C7 and C8 layers correspond to output C5 feature maps. Yet, the parameters of C7 and C8 occupies large amount of parameters within the backbone.

For the purpose of being lightweight, the default C5 feature map of the traditional YOLOv5 is deleted, as in Figure 4.

2.2. Feature Fusion Path (PB-FPN)

• A new feature fusion path is additionally introduced to further integrate the features from the high-level into the bottom.

New branches are set horizontally to participate in the fusion process of the bottom, which further enhances the detection effect of the algorithm for small targets.

2.3. Improved Feature Fusion Network (SPPF)

• YOLOv5 uses the SPPF (SPP-Fast) module.
• By simplifying the pooling process, SPPF avoided the repeated operation of SPP, as in SPPNet, and significantly improved the running speed of the module.

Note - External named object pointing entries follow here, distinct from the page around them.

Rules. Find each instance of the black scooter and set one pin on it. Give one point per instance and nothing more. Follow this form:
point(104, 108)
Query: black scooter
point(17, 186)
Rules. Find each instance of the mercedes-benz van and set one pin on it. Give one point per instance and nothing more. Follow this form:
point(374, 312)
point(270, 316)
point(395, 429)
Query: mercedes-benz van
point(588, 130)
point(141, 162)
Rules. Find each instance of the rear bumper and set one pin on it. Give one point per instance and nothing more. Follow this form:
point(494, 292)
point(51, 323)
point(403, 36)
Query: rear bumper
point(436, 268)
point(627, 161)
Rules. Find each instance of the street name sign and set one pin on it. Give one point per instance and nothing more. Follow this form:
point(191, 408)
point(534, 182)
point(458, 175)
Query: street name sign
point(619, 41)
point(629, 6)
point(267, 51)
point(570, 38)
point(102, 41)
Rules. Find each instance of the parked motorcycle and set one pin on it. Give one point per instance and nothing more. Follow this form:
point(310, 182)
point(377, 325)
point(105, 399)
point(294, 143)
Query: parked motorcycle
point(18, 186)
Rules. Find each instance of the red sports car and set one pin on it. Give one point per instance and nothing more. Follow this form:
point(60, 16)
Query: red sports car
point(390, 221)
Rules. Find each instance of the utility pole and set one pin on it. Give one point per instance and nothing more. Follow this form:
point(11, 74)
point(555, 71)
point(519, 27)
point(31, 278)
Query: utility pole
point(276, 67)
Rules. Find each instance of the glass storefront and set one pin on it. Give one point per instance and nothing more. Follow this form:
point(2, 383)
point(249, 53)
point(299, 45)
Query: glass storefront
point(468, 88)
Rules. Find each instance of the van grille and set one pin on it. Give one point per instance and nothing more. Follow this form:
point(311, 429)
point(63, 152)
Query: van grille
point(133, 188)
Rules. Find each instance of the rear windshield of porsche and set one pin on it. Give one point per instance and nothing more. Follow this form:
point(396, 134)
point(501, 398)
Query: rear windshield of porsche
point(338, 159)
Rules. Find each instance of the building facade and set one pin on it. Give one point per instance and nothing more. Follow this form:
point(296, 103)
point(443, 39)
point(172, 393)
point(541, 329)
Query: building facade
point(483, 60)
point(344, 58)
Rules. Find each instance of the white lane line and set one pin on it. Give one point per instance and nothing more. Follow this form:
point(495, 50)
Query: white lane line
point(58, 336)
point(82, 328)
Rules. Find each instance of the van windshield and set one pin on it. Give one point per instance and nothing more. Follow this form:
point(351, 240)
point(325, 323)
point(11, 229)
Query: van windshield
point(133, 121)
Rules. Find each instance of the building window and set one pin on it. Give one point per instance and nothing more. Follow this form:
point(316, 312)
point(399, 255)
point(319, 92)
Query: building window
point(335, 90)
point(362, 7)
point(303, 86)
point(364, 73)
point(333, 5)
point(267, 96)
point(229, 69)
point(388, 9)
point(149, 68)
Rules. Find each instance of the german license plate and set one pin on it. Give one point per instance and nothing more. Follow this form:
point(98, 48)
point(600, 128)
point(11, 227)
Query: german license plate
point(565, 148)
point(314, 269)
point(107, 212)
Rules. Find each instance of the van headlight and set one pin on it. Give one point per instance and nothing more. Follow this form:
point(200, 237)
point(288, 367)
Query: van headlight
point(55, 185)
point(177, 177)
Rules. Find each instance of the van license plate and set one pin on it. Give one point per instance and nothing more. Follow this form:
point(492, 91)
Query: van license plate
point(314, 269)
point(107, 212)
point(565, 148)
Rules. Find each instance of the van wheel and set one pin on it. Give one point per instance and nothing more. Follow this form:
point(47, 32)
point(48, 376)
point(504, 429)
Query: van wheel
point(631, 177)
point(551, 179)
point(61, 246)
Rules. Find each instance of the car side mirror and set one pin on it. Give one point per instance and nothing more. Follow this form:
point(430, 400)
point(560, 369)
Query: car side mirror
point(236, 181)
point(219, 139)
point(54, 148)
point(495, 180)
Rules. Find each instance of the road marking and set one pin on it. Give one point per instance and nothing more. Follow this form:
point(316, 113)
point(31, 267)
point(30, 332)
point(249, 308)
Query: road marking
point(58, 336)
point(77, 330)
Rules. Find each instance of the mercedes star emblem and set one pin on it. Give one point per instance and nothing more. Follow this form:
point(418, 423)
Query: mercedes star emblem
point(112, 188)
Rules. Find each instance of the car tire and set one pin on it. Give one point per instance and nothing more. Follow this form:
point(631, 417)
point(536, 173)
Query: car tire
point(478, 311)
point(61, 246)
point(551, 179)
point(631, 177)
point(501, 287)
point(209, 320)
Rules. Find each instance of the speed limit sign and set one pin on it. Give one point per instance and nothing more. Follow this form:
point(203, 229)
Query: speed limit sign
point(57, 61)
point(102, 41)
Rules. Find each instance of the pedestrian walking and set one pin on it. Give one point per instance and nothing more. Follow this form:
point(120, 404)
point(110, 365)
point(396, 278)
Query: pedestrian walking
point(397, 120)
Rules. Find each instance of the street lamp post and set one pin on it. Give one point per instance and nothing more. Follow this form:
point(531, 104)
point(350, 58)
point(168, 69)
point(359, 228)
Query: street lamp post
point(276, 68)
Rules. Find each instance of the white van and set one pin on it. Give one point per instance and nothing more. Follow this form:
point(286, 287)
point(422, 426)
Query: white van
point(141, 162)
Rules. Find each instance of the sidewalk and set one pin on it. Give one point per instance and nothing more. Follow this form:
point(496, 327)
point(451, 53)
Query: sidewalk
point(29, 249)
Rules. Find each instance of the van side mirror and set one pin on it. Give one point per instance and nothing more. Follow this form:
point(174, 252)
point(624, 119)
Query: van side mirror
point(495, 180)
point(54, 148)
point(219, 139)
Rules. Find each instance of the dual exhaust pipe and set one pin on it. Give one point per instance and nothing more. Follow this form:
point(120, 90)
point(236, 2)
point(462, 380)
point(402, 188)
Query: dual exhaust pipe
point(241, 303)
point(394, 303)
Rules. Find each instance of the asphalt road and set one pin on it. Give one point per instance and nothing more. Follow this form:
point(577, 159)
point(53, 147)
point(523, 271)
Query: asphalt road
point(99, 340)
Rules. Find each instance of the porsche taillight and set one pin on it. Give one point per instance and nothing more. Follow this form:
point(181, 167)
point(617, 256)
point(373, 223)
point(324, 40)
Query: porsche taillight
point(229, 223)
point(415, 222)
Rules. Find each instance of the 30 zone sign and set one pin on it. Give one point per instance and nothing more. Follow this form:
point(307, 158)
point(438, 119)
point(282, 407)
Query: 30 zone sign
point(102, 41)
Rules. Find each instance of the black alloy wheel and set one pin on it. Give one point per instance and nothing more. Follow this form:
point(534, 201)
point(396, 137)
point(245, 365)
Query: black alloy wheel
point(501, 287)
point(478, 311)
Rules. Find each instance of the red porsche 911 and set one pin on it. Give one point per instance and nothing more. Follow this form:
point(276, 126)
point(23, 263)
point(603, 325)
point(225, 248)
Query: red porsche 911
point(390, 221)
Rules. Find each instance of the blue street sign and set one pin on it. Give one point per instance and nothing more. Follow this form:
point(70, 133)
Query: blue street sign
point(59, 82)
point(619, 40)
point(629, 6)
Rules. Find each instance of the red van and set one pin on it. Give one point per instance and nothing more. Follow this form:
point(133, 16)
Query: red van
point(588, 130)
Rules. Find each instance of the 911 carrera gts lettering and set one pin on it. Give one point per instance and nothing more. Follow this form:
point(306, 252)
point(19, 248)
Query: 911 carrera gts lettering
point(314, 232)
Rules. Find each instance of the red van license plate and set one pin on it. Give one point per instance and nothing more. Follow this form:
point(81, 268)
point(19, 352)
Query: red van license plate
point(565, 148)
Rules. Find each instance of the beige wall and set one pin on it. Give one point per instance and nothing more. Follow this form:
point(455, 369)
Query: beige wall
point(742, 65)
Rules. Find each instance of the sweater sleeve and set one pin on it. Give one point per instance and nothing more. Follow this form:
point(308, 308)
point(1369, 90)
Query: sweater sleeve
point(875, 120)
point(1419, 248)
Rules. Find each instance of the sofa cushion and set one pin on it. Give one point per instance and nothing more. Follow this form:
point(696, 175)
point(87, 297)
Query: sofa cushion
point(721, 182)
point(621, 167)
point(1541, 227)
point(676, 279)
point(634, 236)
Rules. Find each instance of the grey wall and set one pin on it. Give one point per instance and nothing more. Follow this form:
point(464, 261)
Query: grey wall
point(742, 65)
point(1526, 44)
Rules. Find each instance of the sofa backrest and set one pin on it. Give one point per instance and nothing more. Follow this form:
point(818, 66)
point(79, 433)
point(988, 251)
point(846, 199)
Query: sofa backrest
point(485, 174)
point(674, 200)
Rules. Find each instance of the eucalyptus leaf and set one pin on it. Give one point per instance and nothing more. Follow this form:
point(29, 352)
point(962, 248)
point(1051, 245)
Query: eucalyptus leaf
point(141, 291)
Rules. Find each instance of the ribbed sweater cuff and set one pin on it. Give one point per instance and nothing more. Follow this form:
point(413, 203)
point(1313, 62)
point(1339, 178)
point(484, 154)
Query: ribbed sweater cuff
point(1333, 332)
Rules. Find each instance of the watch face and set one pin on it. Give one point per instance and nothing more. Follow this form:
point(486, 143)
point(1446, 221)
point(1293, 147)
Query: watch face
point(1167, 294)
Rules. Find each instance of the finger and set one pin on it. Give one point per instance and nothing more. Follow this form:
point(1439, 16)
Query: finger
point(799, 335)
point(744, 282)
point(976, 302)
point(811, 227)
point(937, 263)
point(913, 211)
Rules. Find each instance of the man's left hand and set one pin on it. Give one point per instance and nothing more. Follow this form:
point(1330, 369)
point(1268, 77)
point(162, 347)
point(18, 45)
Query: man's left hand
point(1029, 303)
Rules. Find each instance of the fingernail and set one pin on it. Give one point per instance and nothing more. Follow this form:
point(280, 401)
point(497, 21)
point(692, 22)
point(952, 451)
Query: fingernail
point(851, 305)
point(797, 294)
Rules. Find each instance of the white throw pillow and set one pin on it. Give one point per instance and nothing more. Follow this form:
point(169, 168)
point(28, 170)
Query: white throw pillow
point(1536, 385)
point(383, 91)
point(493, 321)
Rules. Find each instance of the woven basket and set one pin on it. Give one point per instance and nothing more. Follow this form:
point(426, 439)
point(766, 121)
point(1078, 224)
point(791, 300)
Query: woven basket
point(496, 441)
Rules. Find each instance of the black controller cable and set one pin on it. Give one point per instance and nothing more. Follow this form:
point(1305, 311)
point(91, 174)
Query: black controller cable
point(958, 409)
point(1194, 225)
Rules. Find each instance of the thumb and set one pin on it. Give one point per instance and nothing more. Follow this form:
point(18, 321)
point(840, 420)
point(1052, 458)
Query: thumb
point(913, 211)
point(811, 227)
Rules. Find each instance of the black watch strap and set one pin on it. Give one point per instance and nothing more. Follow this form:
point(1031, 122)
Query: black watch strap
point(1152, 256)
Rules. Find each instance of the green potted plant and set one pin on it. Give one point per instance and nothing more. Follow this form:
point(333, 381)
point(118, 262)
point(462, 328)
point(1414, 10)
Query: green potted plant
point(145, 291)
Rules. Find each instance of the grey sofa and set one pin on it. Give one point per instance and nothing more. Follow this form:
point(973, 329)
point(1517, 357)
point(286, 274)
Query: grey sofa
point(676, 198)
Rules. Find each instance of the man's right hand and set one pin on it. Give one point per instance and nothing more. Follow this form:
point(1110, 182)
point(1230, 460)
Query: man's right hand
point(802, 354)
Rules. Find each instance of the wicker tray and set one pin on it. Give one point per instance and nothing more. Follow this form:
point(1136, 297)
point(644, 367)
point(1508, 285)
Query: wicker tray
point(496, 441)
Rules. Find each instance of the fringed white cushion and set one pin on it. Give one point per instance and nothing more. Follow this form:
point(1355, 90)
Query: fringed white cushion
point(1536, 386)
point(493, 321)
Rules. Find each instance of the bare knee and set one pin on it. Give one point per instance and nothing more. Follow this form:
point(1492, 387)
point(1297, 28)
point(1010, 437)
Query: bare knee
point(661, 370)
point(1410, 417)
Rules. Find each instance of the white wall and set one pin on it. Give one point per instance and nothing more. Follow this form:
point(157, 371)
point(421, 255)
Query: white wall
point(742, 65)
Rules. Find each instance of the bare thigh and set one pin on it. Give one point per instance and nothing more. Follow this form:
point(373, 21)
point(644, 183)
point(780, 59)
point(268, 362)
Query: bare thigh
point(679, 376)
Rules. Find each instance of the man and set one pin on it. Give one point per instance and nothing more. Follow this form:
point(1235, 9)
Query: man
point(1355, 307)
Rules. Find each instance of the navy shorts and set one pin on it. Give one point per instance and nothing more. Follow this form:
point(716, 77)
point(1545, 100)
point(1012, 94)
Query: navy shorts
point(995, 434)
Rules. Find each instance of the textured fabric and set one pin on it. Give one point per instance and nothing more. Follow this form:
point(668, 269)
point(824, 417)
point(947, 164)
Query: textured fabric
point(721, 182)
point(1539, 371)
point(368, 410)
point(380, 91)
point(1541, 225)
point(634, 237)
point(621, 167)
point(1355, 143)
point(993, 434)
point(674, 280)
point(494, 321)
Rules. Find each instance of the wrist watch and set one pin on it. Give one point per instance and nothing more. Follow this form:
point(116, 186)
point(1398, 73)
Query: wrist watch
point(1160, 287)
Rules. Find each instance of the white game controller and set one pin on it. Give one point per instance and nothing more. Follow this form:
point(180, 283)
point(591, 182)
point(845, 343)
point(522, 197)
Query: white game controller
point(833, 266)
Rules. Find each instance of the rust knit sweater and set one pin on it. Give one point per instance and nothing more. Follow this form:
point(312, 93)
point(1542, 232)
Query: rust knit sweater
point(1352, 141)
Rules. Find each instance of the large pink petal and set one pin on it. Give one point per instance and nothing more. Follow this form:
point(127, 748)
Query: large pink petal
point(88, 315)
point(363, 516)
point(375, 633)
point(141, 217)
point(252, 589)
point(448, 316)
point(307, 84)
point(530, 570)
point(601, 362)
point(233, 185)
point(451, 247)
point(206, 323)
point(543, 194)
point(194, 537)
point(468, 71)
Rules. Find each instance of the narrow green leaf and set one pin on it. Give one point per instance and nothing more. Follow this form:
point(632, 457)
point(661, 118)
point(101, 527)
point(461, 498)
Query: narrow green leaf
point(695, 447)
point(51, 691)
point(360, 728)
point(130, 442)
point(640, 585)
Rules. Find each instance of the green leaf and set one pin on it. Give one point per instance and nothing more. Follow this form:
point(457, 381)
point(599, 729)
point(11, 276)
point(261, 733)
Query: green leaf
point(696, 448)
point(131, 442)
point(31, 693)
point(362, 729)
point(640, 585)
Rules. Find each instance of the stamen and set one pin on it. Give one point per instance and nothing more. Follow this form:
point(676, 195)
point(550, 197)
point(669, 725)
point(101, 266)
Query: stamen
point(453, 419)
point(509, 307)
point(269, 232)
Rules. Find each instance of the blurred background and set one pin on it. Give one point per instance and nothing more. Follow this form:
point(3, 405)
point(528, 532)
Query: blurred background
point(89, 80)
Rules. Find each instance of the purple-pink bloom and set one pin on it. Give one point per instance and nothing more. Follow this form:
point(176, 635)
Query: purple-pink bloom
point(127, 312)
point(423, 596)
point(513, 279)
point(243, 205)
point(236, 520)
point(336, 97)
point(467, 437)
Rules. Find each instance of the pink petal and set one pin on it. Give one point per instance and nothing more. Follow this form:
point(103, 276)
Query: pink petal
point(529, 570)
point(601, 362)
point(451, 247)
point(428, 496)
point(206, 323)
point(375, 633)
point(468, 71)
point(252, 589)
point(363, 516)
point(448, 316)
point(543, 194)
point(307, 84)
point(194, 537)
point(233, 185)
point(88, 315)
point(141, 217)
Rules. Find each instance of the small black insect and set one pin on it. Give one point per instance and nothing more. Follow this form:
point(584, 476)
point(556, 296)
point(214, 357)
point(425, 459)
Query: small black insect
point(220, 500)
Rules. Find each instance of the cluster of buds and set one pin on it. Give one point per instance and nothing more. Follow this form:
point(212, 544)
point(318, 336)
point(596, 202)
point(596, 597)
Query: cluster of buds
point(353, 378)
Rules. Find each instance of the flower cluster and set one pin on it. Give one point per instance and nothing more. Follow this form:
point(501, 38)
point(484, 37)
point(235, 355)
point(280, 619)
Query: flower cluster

In this paper, SF-YOLOv5 introduces several SPPF modules at the connection between the feature fusion network and the model prediction head, in order to further tap the feature expression potential of the finally output feature map by the neck and sent to the head, and further enhance the performance of the model.

3. Results

3.1. WIDER FACE Dataset

• This dataset contains the annotation information of 393,703 faces. The dataset is highly variable in scale, posture, angle, light, and occlusion. The dataset is complex and includes a great quantity of dense small targets.
• In total, 4441 images were used to train the algorithm and 1123 images were used to verify the algorithm.

Compared with the traditional algorithm YOLOv5s, the mAP@0.5 and mAP@0.5:0.95 of SF-YOLOv5 has been increased by 1.6 and 0.8, respectively, which proved the improvement in comprehensive detection performance of SF-YOLOv5.

• At the same time, the parameters (M) value and FLOPs (G) value of SF-YOLOv5 are reduced by 68.2% and 12.7%, respectively, indicating that SF-YOLOv5 can further decrease the number of parameters and lessen computing power required for model operation.

On the whole, SF-YOLOv5L is better than YOLOv3, ResNeXt-CSP, and its performance is close to that of the latest YOLOv7.

3.2. Other Datasets

To sum up, SF-YOLOv5 still achieved improvement in detection accuracy and comprehensive performance on TinyPerson, VisDrone and VOC2012 datasets.